History of Public Interest Litigation:
The last two decades have witnessed the conceptualization of Public Interest Litigation in India. Through it the courts (High Court and Supreme Court) have acquired the power to grant justice to people on humanitarian grounds. It has ensured access to justice for the deprived, under-privileged and neglected segments of the society. Various public spirited persons and NGO’s have approached the court of law through this resort.
Section 32 of the Indian Constitution conferred a right upon every aggrieved individual to move to the Supreme Court or High Court directly on infringement of his fundamental right. However, Justice P.N. Bhagwati and Justice Krishna Ayyer , acknowledged that any individual or organization can approach the Supreme Court if any act is done contrary to the public interest.
Meaning of Public Interest Litigation
According to the Black law dictionary “Public Interest Litigation means a legal action initiated in a court of law for the enforcement of public interest or general interest in which the public or class of the community have pecuniary interest or some interest by which their legal rights or liabilities are affected.” Thus a PIL has following elements:
1. it is a legal action
2. Initiated in a court of law
3. for interest of people
The PIL has given right to the under privileged to voice against the injustice done to them. In past the Supreme Court has considered complaints, newspaper reports and credible letters sufficient evidence for initiating proceedings. The court has empowered even third parties (who have no self interest in the matter) to file such litigation.
However the shield for public protection is misused by people as a sword for personal benefit. Organizations file cases under this ambit to evade heavy court fee. Sometimes people file such litigation to pursue their political ambitions. There have been instances of frivolous PIL like to rename India “Hindustan,” rename the Arabian Sea “Sindhu Sagar,” ban vastu, reiki, feng shui, tarot, palmistry, zodiac signs etc and replace the national anthem for one offered by the petitioner.
It has also infuriated the fight between the three organs of the state( executive, legislature and the judiciary). On one hand the judges like Justice S.B. Sinha advocates the importance of judge-made law on the other hand judges like Justice Markandeya Katju emphasis the importance of self restraint on judiciary. Some jurists have opined that judicial activism has now turned into judicial terrorism. It is alleged that about 20% of judges are corrupt. Thus Judicial Accountability is yet another concern in this regard.
The judiciary is also heavily condemned on absence of adversarial trial in PIL’s. Dr. Upendra Baxi has criticized that decisions in Bhopal Tragedy Case, WTO accession and Narmada Dame were dominated by the influence of the global economic elites on the Indian Judiciary. It is criticized that since there is no cross examination litigants may give inaccurate information to the court. The PIL’s are given predominance over the existing cases by the courts. Thus if there is a false or irrelevant allegation, it would be detrimental to the interests of many people. Recently a PIL was filed by a former MP M Narayana Reddy seeking direction to the Andhra Pradesh Speaker to decide on the resignation of over 139 legislators. The SC out rightly rejected his claim saying he had no locus standi on the issue.

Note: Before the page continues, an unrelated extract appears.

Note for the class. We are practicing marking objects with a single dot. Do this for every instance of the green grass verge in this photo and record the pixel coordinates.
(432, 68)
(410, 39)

Further it is a grave concern that there is no mechanism by which the court can check the effective implementation of its decision. In Vishaka v. State of Rajasthan, the SC had laid broad guidelines on sexual harassment but till date these guidelines have not been legislated.
Judicial Activism has benefited a considerable number of people. In cases like Sunil Batra, Sheela Barse, Charles Shoobraj, DK Basu and Hussainara Khatoon, Supreme Court took a revolutionary step to safeguard the rights of the accused. Similarly in MC Mehta and Vishaka Case the court evolved directions to protect public interests. The objective of PIL was to over-reach every section of society sadly the same is not happening.
The Supreme Court records state that only 0.4% cases filed in the SC involve PIL. One hand the data reveals that PIL cases don’t hamper the normal working of the courts, on the other hand it shows that from the millions of letters send by ordinary people are neglected and only those through formal channel are entertained. Most of the cases relate environmental concerns, child labor and caste disabilities. There has been significant increase in cases filed by advantaged class ( 57.9% in 1961-1989 to 73.3% in 2000-2008) where as there is a decrease in that filed by the disadvantaged social class ( 71.4% in 1961 -1989 to 47.2 in 2000-2008).
I have personally met the victims of Bhopal Gas Tragedy. They write thousands of letters each day hoping that it would be entertained as a Public Interest Litigation. Their letters are till now unnoticed. It is disgrace that the benefits of P.I.L are not reaching the people for whom it was coined. Although the courts have been instrumental in protecting rights of people. There is a duty vested upon individuals too, lodging of frivolous complaints must be discouraged.